I’m sorry if it upsets Mr. Hunter to hear this, but it needs to be said that the assertions of Democratic Party leaders (even local ones) have long since ceased to be sufficient. Progressives such as myself now require evidence and, with respect to Pat Ryan, there is little which gives any indication of a serious commitment to progressive politics.

Furthermore, there is at least one indication of the exact opposite, namely Ryan offering to spy on left wing activists and unions for the U.S. Chamber of Commerce, as mentioned in the Intercept piece linked to in my article.

We also have the matter of Ryan’s participation in the great war crime and atrocity which was the Iraq invasion. Ryan, a West Point grad, was required to serve. Relevant here is that some courageous veterans also served but then actively spoke out in opposition, most notably in the winter soldier hearings of March 2008. Ryan did not, nor is there any record of his supporting those who did.

Then there’s the issue of Ryan’s having accepted by now over $1 million in contributions, some of these from some of the most unsavory sources, namely, Palantir corporation headed by the extreme right wing billionaire Peter Thiel. Ryan, to be fair, has distanced himself from Thiel whom he has correctly characterized as “a lunatic.” But the presence of more conventionally predatory private equity outfits such Lone Pine Capital or white shoe law and lobbying firms certainly doesn’t inspire confidence of Ryan’s commitment to challenge the power of the 1%.

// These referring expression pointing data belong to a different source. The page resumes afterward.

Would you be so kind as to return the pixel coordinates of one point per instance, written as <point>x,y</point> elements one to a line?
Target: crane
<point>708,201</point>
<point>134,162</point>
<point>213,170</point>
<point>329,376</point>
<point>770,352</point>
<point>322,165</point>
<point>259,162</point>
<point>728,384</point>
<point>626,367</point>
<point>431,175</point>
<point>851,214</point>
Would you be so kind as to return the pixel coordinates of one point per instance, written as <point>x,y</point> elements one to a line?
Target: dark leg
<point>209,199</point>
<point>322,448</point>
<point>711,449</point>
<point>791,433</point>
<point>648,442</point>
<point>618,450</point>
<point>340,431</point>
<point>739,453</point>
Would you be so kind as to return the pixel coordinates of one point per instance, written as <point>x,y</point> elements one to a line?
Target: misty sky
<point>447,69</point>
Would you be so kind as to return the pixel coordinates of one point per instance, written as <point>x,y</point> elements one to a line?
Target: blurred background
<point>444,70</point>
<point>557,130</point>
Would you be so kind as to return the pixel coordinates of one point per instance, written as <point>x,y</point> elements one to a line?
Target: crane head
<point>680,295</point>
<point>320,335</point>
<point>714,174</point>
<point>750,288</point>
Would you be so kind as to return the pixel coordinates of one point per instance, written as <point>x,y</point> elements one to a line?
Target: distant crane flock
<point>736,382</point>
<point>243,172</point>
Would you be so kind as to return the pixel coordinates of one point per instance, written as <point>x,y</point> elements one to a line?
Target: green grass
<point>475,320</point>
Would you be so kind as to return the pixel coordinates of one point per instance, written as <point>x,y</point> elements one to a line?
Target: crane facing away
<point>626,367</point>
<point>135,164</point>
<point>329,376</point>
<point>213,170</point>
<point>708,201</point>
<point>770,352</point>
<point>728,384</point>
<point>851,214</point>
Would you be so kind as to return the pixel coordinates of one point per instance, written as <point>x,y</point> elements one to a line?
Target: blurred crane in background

For these reasons and others I’m not willing to accept on face value Mr. Hunter’s characterization of Ryan as a progressive. What I am willing to accept (political hyperbole aside) are Mr. Hunter’s assurances that Ryan “is a local product. War hero, and job creator.”


That said, it’s worth noting an oddity which is that Mr. Hunter seems to assume that “jobs creator” will be taken as an accolade.

Is he not aware that this was the exact phrase the Republicans deployed in 2012 to promote the candidacy of billionaire investor Mitt Romney and to justify his proposal for another round of tax cuts to their 1% base?

We’re all familiar with the characterization of the Democrats as Eisenhower Republican party of 1950s, the Gerald Ford Republicans of 1970 and even the Bob Dole Republican Party of the 1990s. But the post G.W. Bush, ultra-right Republican Party of 2011?

Suffice to say that this sort of rhetoric (1) recalls nothing so much as Harry Truman’s classic remark that “If it’s a choice between a genuine Republican, and a Republican in Democratic clothing, the people will choose the genuine article, every time.”

I’ll conclude this with a disclosure which might surprise Mr. Hunter: I am by no mean opposed to Mr. Ryan’s candidacy, and could very well end up supporting it. But if I do, I will be for the legitimate argument he provides, namely that Ryan may well be the candidate most able to accomplish what we all agree is absolutely crucial: defeating John Faso.

If that’s so, there is a strong basis for supporting him.

I may very well do so albeit with the expectation-as alluded to in my piece-that real progressive change will require his being primaried in 2022 with a candidate who does not just give lip service to the Sanders agenda, but demonstrates in his votes that he is truly committed to it.

In the meantime, if the Ryan campaign expects to convince those of us in the Sanders camp to support him, I would urge them to remember what they have learned in kindergarten and seem to have forgotten: honesty, as always, is the best policy.


1)I would have been hesitant to raise this objection had not another commenter on the same Facebook thread referred to her preferred candidate, the former Citigroup executive Bryan Flynn, in nearly identical terms. Outraged by my description of his firm’s having outsourced jobs to low wage North Carolina-not to mention still lower waged Dominican Republic, this commenter suggests that Flynn “is totally progressive and interested in creating jobs opportunities and businesses . . .(but)  he should not be expected to stand and watch his business erode and not generate a profit . . . we can try to change what is to create jobs and opportunities.” John Faso would, of course, agree with this sentiment while also ridiculing Flynn for his hypocrisy.